EMET8002 Analysis and Econometrics
Analysis and Econometrics
Hello, dear friend, you can consult us at any time if you have any questions, add WeChat: THEend8_
EMET8002 Case Studies in Applied Economic
Analysis and Econometrics
Question 1: Simple Linear Regression
Download the “states” data from Wattle and open it in Stata. As part of this question we
explore the relationship between SAT (Scholastic Assessment Test) scores and the per pupil
expenditure in primary and secondary school, in the U.S. on a state level.
(a) Describe the variables of interest (the SAT score, coded as “csat” and education
expense, coded as “expense”) individually as well as their correlations and a
scatterplot. Are there any outliers?
(b) Run a simple linear regression model where “csat” is the dependent (outcome)
variable and “expense” is the independent (explanatory) variable. Do this with and
without accounting for outliers. What changes? Which model do you prefer?
(c) Test whether the distribution of the residuals from your regressions in part (b)
follows a normal distribution. Does the normality assumption hold?
Question 2: Multiple Linear Regression and Quantile Regression
We continue working with the “states” dataset. As part of this question we explore the
relationship between SAT (Scholastic Assessment Test) scores and the following four
variables: (1) Per pupil expenditure in primary and secondary school ("expense"), (2) % High
school graduates taking SAT ("percent"), (3) Median household income in $1,000 ("income")
and (4) % adults college degree ("college"). The data is provided on a state level for the U.S.

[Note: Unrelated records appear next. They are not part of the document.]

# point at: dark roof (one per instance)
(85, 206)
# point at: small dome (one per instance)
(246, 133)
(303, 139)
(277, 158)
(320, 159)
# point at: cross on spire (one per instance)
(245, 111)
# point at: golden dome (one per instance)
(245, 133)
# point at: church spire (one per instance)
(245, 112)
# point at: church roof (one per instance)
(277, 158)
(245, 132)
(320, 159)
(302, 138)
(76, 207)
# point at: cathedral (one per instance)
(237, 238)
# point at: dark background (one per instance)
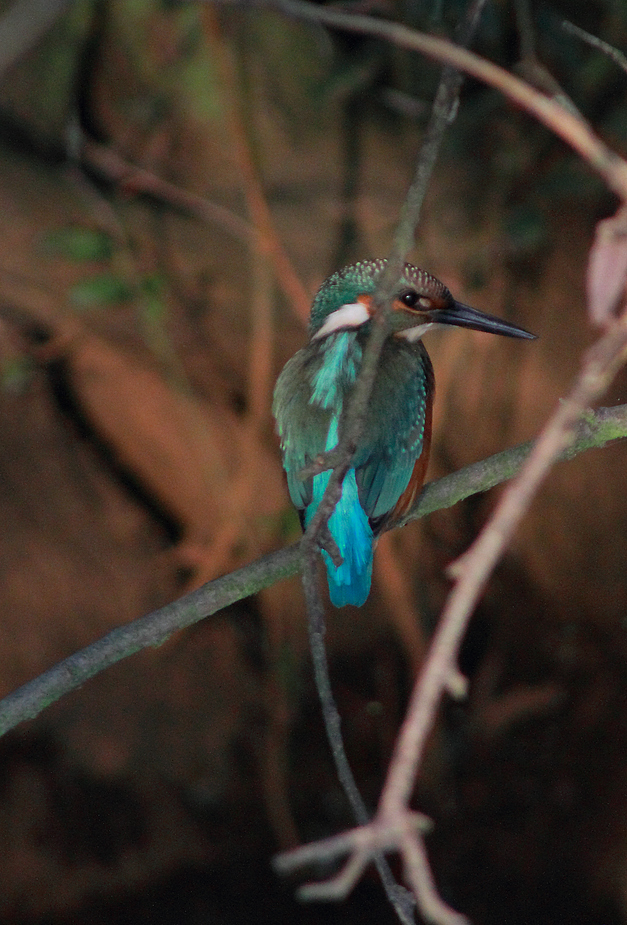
(138, 349)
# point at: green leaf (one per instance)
(105, 289)
(78, 244)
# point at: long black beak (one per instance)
(463, 316)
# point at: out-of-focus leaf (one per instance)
(607, 268)
(79, 244)
(104, 289)
(15, 374)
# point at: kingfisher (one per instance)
(312, 396)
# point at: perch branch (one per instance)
(595, 430)
(472, 570)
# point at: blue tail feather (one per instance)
(349, 583)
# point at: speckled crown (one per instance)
(344, 286)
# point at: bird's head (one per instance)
(345, 302)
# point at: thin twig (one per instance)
(601, 362)
(617, 56)
(443, 112)
(568, 126)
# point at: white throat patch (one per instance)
(414, 334)
(352, 315)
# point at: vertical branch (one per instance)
(443, 113)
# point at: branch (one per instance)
(596, 430)
(394, 822)
(572, 129)
(318, 534)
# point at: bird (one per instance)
(313, 392)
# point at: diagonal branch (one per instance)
(595, 430)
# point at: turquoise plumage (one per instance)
(313, 393)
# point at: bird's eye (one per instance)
(409, 298)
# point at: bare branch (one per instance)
(595, 430)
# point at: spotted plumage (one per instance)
(313, 393)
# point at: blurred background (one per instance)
(175, 182)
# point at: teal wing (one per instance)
(303, 426)
(393, 433)
(394, 429)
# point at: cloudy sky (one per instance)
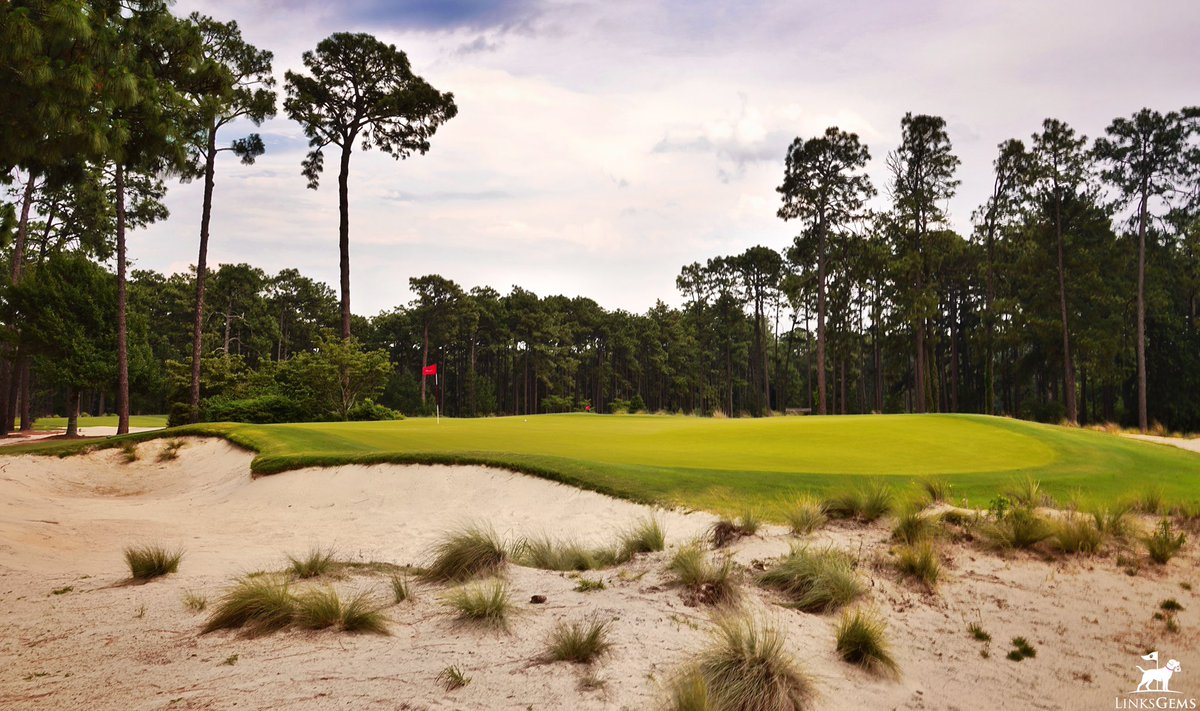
(599, 147)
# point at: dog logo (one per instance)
(1157, 680)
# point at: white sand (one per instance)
(105, 645)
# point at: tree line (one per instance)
(1073, 297)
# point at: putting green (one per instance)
(727, 464)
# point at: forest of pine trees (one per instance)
(1074, 296)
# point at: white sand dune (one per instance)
(99, 644)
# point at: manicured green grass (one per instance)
(43, 424)
(731, 465)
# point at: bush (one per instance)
(815, 580)
(369, 411)
(745, 668)
(581, 643)
(862, 640)
(805, 514)
(151, 561)
(469, 553)
(1163, 544)
(265, 408)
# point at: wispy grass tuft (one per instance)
(453, 677)
(169, 450)
(745, 668)
(581, 643)
(815, 580)
(805, 514)
(1164, 543)
(645, 537)
(862, 640)
(257, 605)
(707, 583)
(317, 562)
(1077, 535)
(867, 502)
(151, 561)
(401, 590)
(195, 601)
(484, 602)
(1017, 527)
(473, 551)
(919, 562)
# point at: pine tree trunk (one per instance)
(1143, 414)
(821, 333)
(202, 262)
(343, 234)
(123, 346)
(1068, 372)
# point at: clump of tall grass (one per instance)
(581, 643)
(151, 561)
(1027, 493)
(815, 580)
(867, 502)
(862, 640)
(919, 562)
(915, 525)
(726, 530)
(1017, 527)
(315, 563)
(401, 590)
(1077, 535)
(707, 583)
(484, 602)
(169, 450)
(258, 605)
(1164, 543)
(745, 668)
(472, 551)
(805, 514)
(645, 537)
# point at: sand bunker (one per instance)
(73, 637)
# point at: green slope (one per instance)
(726, 464)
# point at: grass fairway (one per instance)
(729, 464)
(43, 424)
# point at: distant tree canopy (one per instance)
(1074, 297)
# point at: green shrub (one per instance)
(805, 514)
(1163, 544)
(151, 561)
(919, 562)
(257, 604)
(468, 553)
(485, 602)
(862, 640)
(815, 580)
(580, 643)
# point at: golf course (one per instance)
(725, 465)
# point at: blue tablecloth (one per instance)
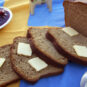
(73, 72)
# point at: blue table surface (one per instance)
(73, 72)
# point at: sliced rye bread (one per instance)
(64, 44)
(24, 69)
(44, 48)
(7, 74)
(76, 15)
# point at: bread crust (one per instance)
(74, 58)
(76, 9)
(9, 81)
(24, 76)
(41, 54)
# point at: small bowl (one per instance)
(9, 19)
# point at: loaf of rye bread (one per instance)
(24, 69)
(43, 47)
(76, 15)
(7, 74)
(64, 44)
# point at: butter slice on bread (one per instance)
(64, 44)
(44, 48)
(22, 66)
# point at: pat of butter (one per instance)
(37, 63)
(24, 49)
(80, 50)
(70, 31)
(2, 60)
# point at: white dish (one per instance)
(10, 17)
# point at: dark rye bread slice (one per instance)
(76, 15)
(64, 44)
(23, 68)
(44, 48)
(7, 74)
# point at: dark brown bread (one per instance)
(7, 75)
(76, 15)
(22, 67)
(64, 44)
(44, 48)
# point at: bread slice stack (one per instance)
(44, 52)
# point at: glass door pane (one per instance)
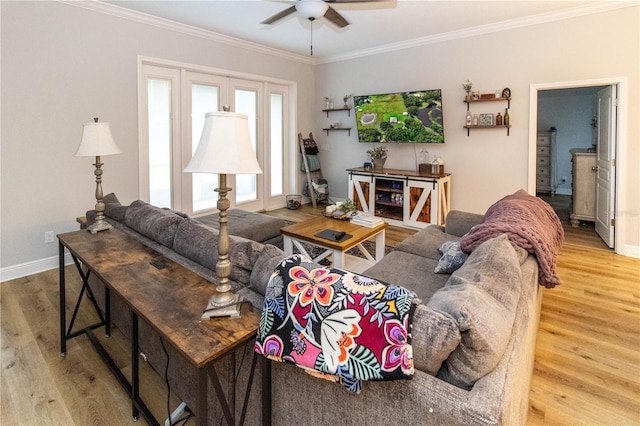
(246, 102)
(159, 119)
(203, 99)
(276, 144)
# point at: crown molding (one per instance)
(121, 12)
(143, 18)
(598, 7)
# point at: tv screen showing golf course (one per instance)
(409, 117)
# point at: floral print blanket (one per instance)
(336, 324)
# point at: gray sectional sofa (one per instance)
(473, 331)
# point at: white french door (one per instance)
(173, 102)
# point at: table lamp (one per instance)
(97, 141)
(224, 148)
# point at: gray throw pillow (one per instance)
(434, 336)
(263, 268)
(153, 222)
(199, 243)
(452, 258)
(113, 208)
(482, 297)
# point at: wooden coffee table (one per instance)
(305, 232)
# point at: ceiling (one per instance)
(374, 26)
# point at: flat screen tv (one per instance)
(409, 117)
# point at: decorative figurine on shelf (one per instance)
(346, 98)
(467, 85)
(378, 156)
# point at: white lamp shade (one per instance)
(312, 8)
(97, 140)
(225, 146)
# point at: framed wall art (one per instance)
(486, 120)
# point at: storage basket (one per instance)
(294, 202)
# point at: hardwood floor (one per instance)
(587, 362)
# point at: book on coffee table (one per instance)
(368, 220)
(330, 234)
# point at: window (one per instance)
(173, 102)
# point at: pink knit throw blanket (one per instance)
(530, 223)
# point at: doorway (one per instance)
(577, 133)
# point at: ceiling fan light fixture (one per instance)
(312, 9)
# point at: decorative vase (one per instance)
(378, 163)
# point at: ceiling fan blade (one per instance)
(351, 1)
(333, 16)
(288, 11)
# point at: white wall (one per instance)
(63, 65)
(488, 164)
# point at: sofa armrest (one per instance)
(459, 223)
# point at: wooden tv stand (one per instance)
(401, 197)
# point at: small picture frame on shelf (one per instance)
(486, 119)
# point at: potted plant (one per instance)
(346, 98)
(378, 156)
(467, 85)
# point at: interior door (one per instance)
(605, 165)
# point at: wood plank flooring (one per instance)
(587, 362)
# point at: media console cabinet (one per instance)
(401, 197)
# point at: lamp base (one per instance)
(98, 226)
(230, 308)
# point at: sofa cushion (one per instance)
(153, 222)
(482, 297)
(252, 226)
(263, 268)
(113, 208)
(452, 258)
(199, 243)
(459, 223)
(426, 242)
(410, 271)
(434, 336)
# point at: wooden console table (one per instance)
(167, 296)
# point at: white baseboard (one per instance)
(34, 267)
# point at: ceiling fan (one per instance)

(a) Describe the five variables of interest individually as well as their correlations.
(b) Run a multiple linear regression model where “csat” is the dependent (outcome)
variable and the other four variables are the independent (explanatory) variables.
2
(c) Test whether the distribution of the residuals from your regressions in part (b)
follows a normal distribution. Does the normality assumption hold?
(d) Instead of running a multiple linear regression which estimates the mean test
scores, as in part (b), run quantile regressions to estimate the median, the 10th
quantile and the 90th quantile of mean test scores. Use the same dependent and
independent variables as in your model from part (b).
Question 3: Preparation for the Research Report [not required for problem set]
Last week we discussed some aspects of the research report (worth 45% of your final mark)
and we now continue the preparation for the report as well as the research proposal. We
strongly recommend starting your work on the project as soon as possible.
(a) Have a look at the section with the research report on Wattle and discuss the structure
of the final research report.
(b) What data is required for replicating the papers? What are the data sources? If you
need to apply for the data through the Australian Data Archive we recommend to start
the process now.
(c) As part of the project you are required to replicate and extend one of the papers. First
of all, explain in your own words what is meant by replicating the main findings of a
paper.
(d) Now explain in your own words what is meant by extending the results of a paper.
(e) As an example, consider the possible extension to update the data (e.g., using new
waves of data). Discuss some ideas how this could be turned into a research question
and backed up with economic theory and/or academic literature.